Jean-Pierre Richard et Georges Poulet tentent de redéfinir un  »être au monde », fondé sur des expériences qui se déploient en figures dans l’oeuvre littéraire.
Jean-Pierre Richard entend situer son « effort de compréhension et de sympathie en une sorte de moment premier de la création littéraire : moment où l’oeuvre naît du silence qui la précède et qui la porte, où elle s’institue à partir d’une expérience humaine. » (Poésie et profondeur)

Georges Poulet : « cogito » des auteurs est d’ordre intellectuel.
Jean-Pierre Richard : appréhension sensuelle et sensible du monde
Appartiennent à cette « famille » de critique : Gaston Bachelard, Georges Poulet,
Jean-Pierre Richard, Albert Béguin, Marcel Raymond, Jean Rousset, Jean Starobinsky

LA SOCIOCRITIQUE, par Pierre Barbéris

La littérature « ne visait plus seulement le vrai et le beau moral plus ou moins transhistorique, mais un vrai et un beau militant, fut-ce sans le savoir.
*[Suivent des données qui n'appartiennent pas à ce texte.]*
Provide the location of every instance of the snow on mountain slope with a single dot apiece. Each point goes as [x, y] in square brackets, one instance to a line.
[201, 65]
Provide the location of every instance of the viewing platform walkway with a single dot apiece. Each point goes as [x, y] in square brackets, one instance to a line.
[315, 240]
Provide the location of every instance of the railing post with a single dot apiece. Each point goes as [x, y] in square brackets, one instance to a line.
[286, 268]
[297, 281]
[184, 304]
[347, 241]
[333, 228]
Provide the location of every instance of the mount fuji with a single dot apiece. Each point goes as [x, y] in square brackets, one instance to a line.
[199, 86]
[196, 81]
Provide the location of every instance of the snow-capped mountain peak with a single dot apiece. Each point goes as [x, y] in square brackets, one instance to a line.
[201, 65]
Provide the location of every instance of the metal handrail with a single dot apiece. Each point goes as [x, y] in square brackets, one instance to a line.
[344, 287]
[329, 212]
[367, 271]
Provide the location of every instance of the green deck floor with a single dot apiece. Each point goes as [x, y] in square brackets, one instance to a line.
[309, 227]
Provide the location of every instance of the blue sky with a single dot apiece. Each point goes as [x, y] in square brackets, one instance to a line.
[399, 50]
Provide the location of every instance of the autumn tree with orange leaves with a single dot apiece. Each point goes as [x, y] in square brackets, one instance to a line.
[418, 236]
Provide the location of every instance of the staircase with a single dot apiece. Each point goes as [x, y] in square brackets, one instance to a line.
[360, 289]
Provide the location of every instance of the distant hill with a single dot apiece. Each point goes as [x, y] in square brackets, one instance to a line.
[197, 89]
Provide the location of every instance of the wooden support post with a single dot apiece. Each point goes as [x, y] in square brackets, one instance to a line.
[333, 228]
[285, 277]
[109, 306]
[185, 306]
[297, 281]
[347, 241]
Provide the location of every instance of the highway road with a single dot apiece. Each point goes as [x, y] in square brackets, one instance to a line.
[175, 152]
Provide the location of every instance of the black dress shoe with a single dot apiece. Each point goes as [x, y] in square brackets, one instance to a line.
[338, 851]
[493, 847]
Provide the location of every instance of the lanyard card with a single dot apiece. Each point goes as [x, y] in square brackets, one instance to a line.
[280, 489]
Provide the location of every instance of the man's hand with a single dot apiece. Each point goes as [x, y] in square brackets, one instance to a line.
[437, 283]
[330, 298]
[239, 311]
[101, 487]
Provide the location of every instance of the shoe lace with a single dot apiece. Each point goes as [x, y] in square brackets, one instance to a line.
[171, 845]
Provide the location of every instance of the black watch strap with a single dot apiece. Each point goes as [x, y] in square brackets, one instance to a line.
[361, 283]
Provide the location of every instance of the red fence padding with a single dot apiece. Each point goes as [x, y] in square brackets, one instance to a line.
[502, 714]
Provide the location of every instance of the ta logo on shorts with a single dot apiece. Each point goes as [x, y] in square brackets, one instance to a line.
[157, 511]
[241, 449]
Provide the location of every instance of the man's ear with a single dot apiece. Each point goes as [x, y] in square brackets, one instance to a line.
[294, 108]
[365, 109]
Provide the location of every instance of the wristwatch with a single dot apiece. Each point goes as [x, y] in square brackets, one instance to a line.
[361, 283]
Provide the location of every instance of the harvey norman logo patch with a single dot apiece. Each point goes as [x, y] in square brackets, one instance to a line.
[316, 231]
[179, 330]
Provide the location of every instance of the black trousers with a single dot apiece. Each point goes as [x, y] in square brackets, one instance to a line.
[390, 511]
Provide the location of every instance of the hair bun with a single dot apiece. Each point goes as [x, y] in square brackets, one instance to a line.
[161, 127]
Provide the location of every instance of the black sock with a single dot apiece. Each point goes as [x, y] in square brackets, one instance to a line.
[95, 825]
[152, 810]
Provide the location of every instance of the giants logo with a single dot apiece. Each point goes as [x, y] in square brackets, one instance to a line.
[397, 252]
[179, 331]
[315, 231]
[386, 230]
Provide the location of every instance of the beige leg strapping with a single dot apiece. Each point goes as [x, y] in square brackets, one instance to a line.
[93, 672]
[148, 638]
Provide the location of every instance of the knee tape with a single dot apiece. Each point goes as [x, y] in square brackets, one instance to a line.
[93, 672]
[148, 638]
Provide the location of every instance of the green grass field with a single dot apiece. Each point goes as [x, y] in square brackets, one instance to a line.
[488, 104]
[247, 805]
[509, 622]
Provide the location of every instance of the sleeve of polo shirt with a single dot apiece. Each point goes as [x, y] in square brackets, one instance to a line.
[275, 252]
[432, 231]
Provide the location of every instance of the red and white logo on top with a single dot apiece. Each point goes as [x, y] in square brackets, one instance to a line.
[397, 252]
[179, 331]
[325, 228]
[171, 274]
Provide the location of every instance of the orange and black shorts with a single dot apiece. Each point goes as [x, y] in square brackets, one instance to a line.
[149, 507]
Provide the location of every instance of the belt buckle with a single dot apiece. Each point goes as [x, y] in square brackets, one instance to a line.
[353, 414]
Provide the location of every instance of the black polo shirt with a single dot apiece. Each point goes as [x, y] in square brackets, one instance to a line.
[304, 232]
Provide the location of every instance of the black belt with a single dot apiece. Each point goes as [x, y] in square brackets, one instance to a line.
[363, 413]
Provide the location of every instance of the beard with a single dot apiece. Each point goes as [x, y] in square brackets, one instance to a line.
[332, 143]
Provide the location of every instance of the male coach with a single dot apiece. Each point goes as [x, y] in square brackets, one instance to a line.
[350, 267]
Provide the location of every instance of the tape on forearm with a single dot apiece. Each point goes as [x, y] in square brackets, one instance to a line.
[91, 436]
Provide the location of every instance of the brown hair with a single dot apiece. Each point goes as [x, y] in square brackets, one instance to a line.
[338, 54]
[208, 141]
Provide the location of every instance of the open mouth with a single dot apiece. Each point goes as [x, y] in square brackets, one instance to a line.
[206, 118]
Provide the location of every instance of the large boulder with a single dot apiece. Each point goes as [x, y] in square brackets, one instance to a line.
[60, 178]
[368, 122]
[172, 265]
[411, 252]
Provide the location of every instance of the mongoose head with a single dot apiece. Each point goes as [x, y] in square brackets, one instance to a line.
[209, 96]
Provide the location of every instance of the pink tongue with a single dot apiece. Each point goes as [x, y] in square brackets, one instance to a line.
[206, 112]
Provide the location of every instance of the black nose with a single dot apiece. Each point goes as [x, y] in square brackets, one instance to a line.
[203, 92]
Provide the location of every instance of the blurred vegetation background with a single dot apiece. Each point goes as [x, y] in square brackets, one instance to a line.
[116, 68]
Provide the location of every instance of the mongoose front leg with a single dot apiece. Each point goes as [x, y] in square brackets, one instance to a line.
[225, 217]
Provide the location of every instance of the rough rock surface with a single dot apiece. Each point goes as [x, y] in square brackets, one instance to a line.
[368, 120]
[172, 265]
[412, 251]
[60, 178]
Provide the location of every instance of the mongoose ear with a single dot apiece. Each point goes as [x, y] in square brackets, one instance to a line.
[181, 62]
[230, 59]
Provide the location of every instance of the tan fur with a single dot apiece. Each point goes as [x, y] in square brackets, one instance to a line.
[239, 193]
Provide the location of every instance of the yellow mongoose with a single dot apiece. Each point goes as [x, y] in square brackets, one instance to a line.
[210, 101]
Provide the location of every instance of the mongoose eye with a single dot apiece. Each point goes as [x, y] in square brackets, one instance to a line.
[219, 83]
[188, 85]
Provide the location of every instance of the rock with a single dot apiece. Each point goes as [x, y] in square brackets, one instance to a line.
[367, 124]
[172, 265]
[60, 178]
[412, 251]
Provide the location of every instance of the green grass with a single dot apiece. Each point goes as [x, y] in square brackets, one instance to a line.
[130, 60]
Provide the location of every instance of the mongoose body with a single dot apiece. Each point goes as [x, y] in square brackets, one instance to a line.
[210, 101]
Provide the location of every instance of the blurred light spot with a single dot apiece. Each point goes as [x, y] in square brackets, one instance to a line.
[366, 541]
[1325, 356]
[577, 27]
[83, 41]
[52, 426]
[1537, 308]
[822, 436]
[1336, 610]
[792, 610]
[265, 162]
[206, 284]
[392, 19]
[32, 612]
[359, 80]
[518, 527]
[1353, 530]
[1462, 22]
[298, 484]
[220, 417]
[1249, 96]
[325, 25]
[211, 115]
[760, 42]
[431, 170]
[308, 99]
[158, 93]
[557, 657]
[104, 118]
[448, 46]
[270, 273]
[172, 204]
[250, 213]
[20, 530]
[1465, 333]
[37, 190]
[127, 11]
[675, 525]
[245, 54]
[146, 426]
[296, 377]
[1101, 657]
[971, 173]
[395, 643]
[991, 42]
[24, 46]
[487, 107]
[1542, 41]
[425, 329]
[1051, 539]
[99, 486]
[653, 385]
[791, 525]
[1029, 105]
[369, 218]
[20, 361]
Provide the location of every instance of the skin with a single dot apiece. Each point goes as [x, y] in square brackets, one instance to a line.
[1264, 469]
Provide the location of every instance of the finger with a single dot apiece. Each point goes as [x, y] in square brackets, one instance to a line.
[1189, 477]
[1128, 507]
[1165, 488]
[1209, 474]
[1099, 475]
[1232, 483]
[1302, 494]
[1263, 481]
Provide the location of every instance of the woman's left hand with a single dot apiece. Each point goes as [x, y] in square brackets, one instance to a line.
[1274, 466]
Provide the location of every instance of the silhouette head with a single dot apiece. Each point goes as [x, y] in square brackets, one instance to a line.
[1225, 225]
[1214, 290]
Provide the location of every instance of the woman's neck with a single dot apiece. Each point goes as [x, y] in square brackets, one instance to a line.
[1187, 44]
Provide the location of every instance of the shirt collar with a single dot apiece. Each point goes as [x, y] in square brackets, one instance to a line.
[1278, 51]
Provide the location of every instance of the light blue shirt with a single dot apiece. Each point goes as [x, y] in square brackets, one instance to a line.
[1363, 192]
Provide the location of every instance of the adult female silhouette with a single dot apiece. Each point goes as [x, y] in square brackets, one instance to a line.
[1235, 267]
La littérature, diasit Madame de Staël, n’était pas un art mais une arme : pour agir et pour comprendre. »

Dans sa forme comme dans son contenu, la création littéraire ne peut échapper à son contexte historique, si ce n’est en se projetant vers l’avenir, en jetant des formes nouvelles.

Appartiennent à cette « famille » de critique : Germaine de Staël, Chateaubriand, Bonald, Pierre Barbéris, Lucien Goldman, René Girard, Georges Lukacs, Marthe Robert, Jacques Leenhard, Geneviève Mouillaud.

LA CRITIQUE TEXTUELLE, par Gisèle Valency

L’auteur sélectionne des mots, des sons, des phonèmes, au sein des multiples combinaisons possibles de mots dans une phrase.
A une échelle plus large, il structure son oeuvre en fonction de certains schémas, telleLa morphologie du conte de Vladimir Propp.

Appartiennent à cette « famille » de critique : Roland Barthes, Benveniste, Saussure, Genette, Todorov, Jakobson, Maingueneau, Henri Meschonnic (que mon prof de prépa, fervent admirateur, avait invité à intervenir à l’un de nos cours).

Voilà ! Il ne me reste plus qu’à avoir en tête  ces différentes visions du texte pour chacune de mes critiques.